MLBEDSW-3653: Fix type errors in annotated files

This commit corrects a number of type errors
reported by mypy and refactors some parts of
the code which are no longer necessary after
making adjustments to satisfy mypy.

Signed-off-by: Dwight Lidman <dwight.lidman@arm.com>
Change-Id: I16b880b228e57f2a92fb8936f53e94886e0f9f44
diff --git a/ethosu/vela/register_command_stream_generator.py b/ethosu/vela/register_command_stream_generator.py
index d4947b1..fa56d35 100644
--- a/ethosu/vela/register_command_stream_generator.py
+++ b/ethosu/vela/register_command_stream_generator.py
@@ -20,6 +20,7 @@
 from collections import defaultdict
 from enum import Enum
 from enum import IntEnum
+from typing import Dict
 from typing import List
 from typing import Optional
 
@@ -33,6 +34,7 @@
 from .api import NpuBlockOperation
 from .api import NpuBlockTraversal
 from .api import NpuConv2DOperation
+from .api import NpuConvDepthWiseOperation
 from .api import NpuDataType
 from .api import NpuDmaOperation
 from .api import NpuElementWiseOp
@@ -68,13 +70,13 @@
 from .numeric_util import round_away_zero
 from .numeric_util import round_up_to_int
 from .operation import NpuBlockType
+from .range_set import MemoryAccessSet
 from .register_command_stream_util import calc_blockdep
 from .register_command_stream_util import get_dma_memory_accesses
 from .register_command_stream_util import get_op_memory_accesses
 from .register_command_stream_util import get_strides
 from .register_command_stream_util import get_wait_dependency
 from .register_command_stream_util import has_ifm2
-from .register_command_stream_util import is_dma_op
 from .register_command_stream_util import to_kernel
 from .register_command_stream_util import UNARY_ELEMWISE_OPS
 from .register_command_stream_util import Watermark
@@ -549,15 +551,13 @@
 
 def create_shared_buffer(npu_op: NpuBlockOperation, arch: ArchitectureFeatures) -> SharedBufferAllocation:
     """Creates shared buffer allocation for the given operation"""
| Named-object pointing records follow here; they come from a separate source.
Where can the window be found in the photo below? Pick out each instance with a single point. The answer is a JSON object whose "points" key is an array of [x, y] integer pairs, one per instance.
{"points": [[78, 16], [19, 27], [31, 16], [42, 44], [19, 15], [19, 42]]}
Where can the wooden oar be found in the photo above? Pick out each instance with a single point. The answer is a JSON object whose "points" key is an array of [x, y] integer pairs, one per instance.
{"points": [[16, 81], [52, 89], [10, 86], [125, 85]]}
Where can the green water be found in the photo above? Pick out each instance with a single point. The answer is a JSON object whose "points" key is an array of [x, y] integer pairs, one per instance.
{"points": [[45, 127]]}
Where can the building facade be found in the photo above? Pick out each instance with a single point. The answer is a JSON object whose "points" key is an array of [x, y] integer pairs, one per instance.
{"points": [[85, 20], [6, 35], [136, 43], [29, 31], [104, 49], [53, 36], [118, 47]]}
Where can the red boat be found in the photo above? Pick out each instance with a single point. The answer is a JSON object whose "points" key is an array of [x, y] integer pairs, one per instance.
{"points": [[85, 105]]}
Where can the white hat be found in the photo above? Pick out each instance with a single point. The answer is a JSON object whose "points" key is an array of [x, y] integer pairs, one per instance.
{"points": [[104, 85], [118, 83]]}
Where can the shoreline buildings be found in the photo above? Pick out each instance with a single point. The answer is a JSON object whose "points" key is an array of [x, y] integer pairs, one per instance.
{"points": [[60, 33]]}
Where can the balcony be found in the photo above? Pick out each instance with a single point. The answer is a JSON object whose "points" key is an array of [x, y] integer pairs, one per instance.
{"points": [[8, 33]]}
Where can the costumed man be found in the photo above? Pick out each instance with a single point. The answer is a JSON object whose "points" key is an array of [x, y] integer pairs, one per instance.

-    op_type = npu_op.op_type
-    block_type = NpuBlockType.Default
-    if op_type == NpuOperationType.Conv2D:
+    if isinstance(npu_op, NpuConv2DOperation):
         block_type = NpuBlockType.ConvolutionMxN
-    elif op_type == NpuOperationType.ConvDepthWise:
+    elif isinstance(npu_op, NpuConvDepthWiseOperation):
         block_type = NpuBlockType.ConvolutionDepthWise
-    elif op_type == NpuOperationType.Pooling:
+    elif isinstance(npu_op, NpuPoolingOperation):
         block_type = NpuBlockType.ReduceSum if npu_op.sub_op_type == NpuPoolingOp.REDUCE_SUM else NpuBlockType.Pooling
-    elif op_type == NpuOperationType.ElementWise:
+    elif isinstance(npu_op, NpuElementWiseOperation):
         block_type = NpuBlockType.ElementWise
     else:
         assert 0, "Unsupported operation"
@@ -599,7 +599,7 @@
     generate_activation(emit, npu_op.activation, npu_op.ofm)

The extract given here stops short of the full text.